D, Just like the dude in Matrix I who sold out his mates so that he could be inserted back into the program, knowing that he would be living his life as a battery for the machine, but at least the steak is juicy and has taste, people dread to find out what the actual reality is like. It’s less conflicting to live life in the belief that fundamentally things are ok, and whilst there are problems with our system, there isn’t a better one to replace it with, at least none which would be as tasty and juicy. Revolution is a scary word for many, so let’s satisfy ourselves with corrections merely to the fringes and any social conscience we might have gets channeled into one’s pet cause.

E, The laws governing the human trade of sheepish behavior when it comes to authority are almost prehistoric, when say homo erectus came about, or even earlier. Lets call it herd instinct. Know your place in society and follow the leader of the pack.

This list of reasons for why many people prefer to keep their head in the sand could go on and on. And I’d like to point out that I myself to varying degrees am susceptible to all of the above points.

The moment the puppeteers running the show are picking up on the grumbling vibes coming from the audience, they quickly redecorate the scene and offer a black guy as presidential candidate who promises to bring “change”. Hip hip hurray, the king is dead, long live the king. And so the emphasis changes exactly one iota, from subduing Iraqis back to killing Afghanis.

In my humble opinion, the solution lies in the maxim “people united can never be defeated”. It’s as simple but also as complicated as that. However, for any opposition to be successful, it has to be outer parliamentary and mass based. Ideally it uses the system’s weapons for its own purpose, leaving any stunts pulled lawful and without causing bloodshed on the streets. 10 million people giving $100 every quarter to a fund designed to pay for advertising the ugly truth, that’s a billion dollars, a lot of ads. Every quarter. What are the media outlets gonna do? Not take the money?
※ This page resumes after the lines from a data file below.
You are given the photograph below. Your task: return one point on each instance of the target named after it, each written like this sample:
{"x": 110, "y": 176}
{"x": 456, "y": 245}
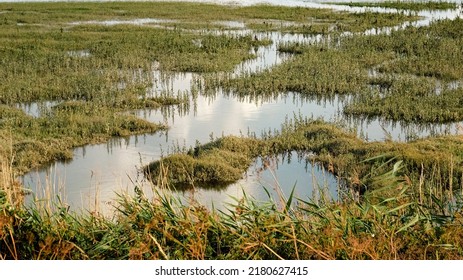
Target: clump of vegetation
{"x": 310, "y": 73}
{"x": 217, "y": 163}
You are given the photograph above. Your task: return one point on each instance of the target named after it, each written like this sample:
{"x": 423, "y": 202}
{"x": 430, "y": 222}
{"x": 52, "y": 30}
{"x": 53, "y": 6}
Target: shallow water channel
{"x": 91, "y": 180}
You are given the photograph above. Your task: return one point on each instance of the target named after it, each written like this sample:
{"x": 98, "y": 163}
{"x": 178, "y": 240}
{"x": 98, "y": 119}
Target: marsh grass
{"x": 413, "y": 5}
{"x": 391, "y": 222}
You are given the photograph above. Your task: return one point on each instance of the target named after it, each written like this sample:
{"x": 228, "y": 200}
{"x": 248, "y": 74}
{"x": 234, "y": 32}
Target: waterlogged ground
{"x": 97, "y": 172}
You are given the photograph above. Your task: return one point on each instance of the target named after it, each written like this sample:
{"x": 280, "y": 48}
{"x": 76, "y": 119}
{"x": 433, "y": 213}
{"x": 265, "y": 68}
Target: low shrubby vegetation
{"x": 398, "y": 200}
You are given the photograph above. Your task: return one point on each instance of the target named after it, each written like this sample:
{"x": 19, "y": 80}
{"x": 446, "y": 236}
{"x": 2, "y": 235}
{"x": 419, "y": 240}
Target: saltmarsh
{"x": 96, "y": 72}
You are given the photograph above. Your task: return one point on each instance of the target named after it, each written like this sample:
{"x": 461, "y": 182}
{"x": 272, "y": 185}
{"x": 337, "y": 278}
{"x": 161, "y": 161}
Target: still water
{"x": 97, "y": 172}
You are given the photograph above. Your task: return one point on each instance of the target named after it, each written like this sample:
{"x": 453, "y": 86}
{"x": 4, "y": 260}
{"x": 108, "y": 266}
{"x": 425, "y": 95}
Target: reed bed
{"x": 395, "y": 221}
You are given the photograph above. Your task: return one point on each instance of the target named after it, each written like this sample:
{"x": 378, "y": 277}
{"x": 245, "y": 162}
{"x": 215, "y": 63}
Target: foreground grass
{"x": 392, "y": 222}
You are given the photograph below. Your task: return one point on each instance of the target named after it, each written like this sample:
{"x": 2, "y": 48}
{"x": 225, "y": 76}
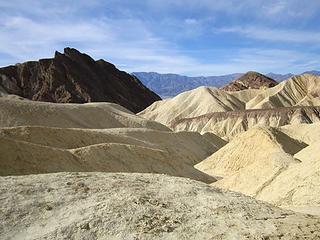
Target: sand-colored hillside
{"x": 196, "y": 110}
{"x": 34, "y": 149}
{"x": 272, "y": 166}
{"x": 297, "y": 188}
{"x": 191, "y": 104}
{"x": 308, "y": 133}
{"x": 256, "y": 145}
{"x": 90, "y": 115}
{"x": 289, "y": 93}
{"x": 229, "y": 124}
{"x": 138, "y": 206}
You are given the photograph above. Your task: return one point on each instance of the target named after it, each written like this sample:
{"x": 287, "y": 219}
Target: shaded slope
{"x": 90, "y": 115}
{"x": 73, "y": 77}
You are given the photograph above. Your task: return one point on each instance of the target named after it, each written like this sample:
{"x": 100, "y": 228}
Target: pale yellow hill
{"x": 138, "y": 206}
{"x": 35, "y": 149}
{"x": 289, "y": 93}
{"x": 229, "y": 124}
{"x": 308, "y": 133}
{"x": 195, "y": 110}
{"x": 256, "y": 145}
{"x": 273, "y": 165}
{"x": 298, "y": 187}
{"x": 190, "y": 104}
{"x": 90, "y": 115}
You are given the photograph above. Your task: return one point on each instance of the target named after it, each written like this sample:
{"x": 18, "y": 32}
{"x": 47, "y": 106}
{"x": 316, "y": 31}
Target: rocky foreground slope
{"x": 138, "y": 206}
{"x": 66, "y": 141}
{"x": 74, "y": 77}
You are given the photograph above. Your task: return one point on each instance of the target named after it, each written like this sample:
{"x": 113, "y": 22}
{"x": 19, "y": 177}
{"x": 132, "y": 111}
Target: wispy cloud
{"x": 273, "y": 34}
{"x": 162, "y": 35}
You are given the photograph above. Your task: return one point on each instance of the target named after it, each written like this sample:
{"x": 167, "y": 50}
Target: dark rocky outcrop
{"x": 250, "y": 80}
{"x": 73, "y": 77}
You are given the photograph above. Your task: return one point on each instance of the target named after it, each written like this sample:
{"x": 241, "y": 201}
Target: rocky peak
{"x": 74, "y": 77}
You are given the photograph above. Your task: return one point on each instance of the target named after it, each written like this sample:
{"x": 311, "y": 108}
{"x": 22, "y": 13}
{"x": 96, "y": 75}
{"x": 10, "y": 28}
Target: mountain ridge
{"x": 74, "y": 77}
{"x": 170, "y": 84}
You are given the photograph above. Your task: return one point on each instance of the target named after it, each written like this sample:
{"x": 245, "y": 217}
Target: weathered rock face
{"x": 250, "y": 80}
{"x": 138, "y": 206}
{"x": 73, "y": 77}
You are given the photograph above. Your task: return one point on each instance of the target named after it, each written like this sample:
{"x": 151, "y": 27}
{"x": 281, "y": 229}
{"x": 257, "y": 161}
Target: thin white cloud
{"x": 272, "y": 34}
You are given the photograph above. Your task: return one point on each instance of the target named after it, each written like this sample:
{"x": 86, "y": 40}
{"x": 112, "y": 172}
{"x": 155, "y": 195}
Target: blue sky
{"x": 203, "y": 37}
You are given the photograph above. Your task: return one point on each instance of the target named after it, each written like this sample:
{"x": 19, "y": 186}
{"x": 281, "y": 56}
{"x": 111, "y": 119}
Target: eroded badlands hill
{"x": 280, "y": 166}
{"x": 228, "y": 113}
{"x": 40, "y": 137}
{"x": 138, "y": 206}
{"x": 250, "y": 80}
{"x": 74, "y": 77}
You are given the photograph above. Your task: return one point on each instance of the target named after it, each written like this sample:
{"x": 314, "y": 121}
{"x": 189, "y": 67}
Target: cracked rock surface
{"x": 138, "y": 206}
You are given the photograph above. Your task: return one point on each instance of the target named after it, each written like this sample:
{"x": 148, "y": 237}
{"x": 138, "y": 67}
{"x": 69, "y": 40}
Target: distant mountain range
{"x": 168, "y": 85}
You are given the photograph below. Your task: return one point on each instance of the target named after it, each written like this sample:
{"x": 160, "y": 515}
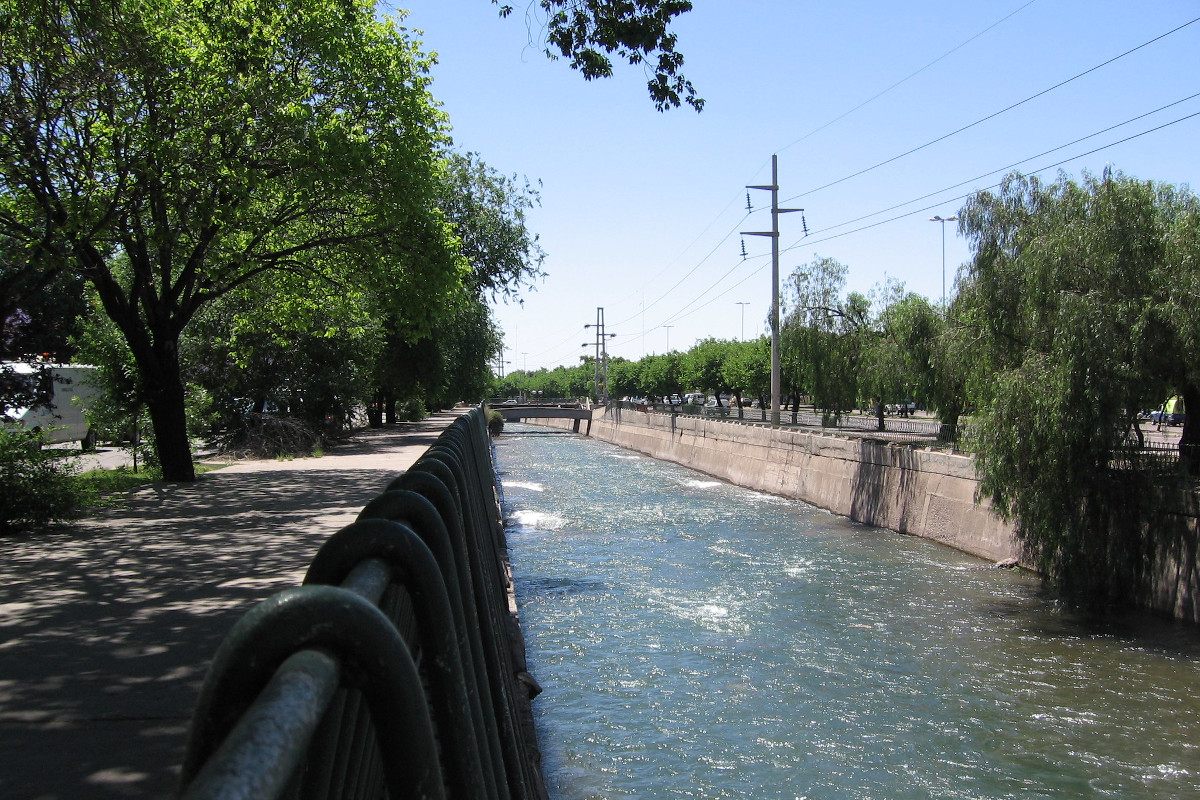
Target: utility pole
{"x": 939, "y": 217}
{"x": 774, "y": 281}
{"x": 601, "y": 366}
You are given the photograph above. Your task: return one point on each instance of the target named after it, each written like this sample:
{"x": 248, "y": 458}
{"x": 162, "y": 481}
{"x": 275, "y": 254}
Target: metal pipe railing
{"x": 395, "y": 671}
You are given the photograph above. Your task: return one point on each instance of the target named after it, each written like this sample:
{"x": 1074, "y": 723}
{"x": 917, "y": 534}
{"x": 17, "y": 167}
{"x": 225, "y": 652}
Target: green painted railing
{"x": 396, "y": 671}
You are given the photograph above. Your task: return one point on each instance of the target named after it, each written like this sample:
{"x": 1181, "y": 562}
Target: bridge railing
{"x": 396, "y": 671}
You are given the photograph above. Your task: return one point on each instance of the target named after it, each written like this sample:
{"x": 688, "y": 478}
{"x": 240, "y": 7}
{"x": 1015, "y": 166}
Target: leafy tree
{"x": 175, "y": 152}
{"x": 705, "y": 367}
{"x": 1073, "y": 311}
{"x": 624, "y": 377}
{"x": 821, "y": 336}
{"x": 931, "y": 360}
{"x": 747, "y": 370}
{"x": 588, "y": 31}
{"x": 661, "y": 374}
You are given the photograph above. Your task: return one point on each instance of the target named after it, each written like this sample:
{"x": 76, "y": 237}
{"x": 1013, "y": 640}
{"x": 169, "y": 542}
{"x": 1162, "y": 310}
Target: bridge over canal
{"x": 522, "y": 411}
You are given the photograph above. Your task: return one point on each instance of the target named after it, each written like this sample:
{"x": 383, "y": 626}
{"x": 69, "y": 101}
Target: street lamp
{"x": 943, "y": 221}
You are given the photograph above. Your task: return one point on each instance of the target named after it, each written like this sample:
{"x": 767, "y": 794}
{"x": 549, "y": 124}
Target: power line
{"x": 995, "y": 114}
{"x": 963, "y": 197}
{"x": 683, "y": 313}
{"x": 1012, "y": 166}
{"x": 909, "y": 77}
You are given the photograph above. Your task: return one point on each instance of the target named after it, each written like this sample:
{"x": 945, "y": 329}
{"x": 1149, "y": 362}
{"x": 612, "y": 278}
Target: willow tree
{"x": 1071, "y": 308}
{"x": 174, "y": 151}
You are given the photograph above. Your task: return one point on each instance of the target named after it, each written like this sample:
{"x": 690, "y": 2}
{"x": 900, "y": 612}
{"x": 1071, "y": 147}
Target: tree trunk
{"x": 168, "y": 415}
{"x": 1189, "y": 443}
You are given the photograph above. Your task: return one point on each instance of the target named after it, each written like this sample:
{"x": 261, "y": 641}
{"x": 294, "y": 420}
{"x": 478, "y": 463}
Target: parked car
{"x": 70, "y": 397}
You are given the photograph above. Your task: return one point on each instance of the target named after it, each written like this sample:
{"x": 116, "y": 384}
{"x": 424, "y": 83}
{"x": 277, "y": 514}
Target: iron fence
{"x": 396, "y": 671}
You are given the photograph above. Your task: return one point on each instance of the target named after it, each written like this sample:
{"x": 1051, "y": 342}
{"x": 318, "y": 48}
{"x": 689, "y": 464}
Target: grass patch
{"x": 106, "y": 486}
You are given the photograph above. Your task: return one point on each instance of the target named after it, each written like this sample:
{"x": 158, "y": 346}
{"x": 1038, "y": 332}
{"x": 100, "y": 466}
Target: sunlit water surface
{"x": 696, "y": 639}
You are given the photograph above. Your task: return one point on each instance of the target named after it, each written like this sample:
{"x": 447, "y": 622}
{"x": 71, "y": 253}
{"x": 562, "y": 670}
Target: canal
{"x": 697, "y": 639}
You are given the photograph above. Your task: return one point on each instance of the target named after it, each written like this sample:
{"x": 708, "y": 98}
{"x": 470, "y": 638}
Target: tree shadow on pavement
{"x": 107, "y": 626}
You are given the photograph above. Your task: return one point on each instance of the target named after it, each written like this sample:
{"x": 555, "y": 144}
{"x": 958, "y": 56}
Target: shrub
{"x": 35, "y": 486}
{"x": 262, "y": 435}
{"x": 412, "y": 410}
{"x": 495, "y": 422}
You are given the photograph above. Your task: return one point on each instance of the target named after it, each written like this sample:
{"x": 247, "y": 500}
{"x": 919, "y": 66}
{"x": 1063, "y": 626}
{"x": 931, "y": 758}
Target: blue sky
{"x": 641, "y": 211}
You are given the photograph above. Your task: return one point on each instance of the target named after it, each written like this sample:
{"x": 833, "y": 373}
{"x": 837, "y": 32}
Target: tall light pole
{"x": 943, "y": 221}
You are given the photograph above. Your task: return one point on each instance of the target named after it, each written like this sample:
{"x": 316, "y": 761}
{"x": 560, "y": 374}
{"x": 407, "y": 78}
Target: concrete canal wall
{"x": 922, "y": 492}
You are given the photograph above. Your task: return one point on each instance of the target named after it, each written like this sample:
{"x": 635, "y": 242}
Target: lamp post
{"x": 743, "y": 337}
{"x": 943, "y": 221}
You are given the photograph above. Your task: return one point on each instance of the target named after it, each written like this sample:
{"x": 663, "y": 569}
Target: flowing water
{"x": 696, "y": 639}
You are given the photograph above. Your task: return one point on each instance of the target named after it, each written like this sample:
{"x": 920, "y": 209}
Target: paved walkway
{"x": 107, "y": 625}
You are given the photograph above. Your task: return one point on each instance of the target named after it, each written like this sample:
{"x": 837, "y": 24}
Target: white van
{"x": 71, "y": 396}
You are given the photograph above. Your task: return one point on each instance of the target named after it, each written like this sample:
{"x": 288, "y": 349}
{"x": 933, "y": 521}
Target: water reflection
{"x": 696, "y": 639}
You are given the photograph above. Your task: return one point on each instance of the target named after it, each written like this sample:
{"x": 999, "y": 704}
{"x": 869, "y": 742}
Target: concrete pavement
{"x": 107, "y": 625}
20 million people of all walks of life strolling on the same day into their nearest cop shop to hand themselves in for having smoked a marijuana joint or jaywalked across main street, clogging up the rigged justice system so badly that it will become almost defunct.

To finish up, maybe we should spend some of our time exploring avenues on how to kick start an effective resistance, how to harness the desire for change. Democratic means will not do so, the rules are rigged in their favour. As Benjamin Franklin once wrote, Democracy is when two wolves and a lamb vote on what’s for lunch. Liberty is a well armed lamb contesting the vote.

Greetings

Juan

Anonymous said...

I'm right behind you, Juan!

Thanks sooooooooooooo much for commenting.

To finish up, maybe we should spend some of our time exploring avenues on how to kick start an effective resistance, how to harness the desire for change. Democratic means will not do so, the rules are rigged in their favour. As Benjamin Franklin once wrote, Democracy is when two wolves and a lamb vote on what’s for lunch. Liberty is a well armed lamb contesting the vote.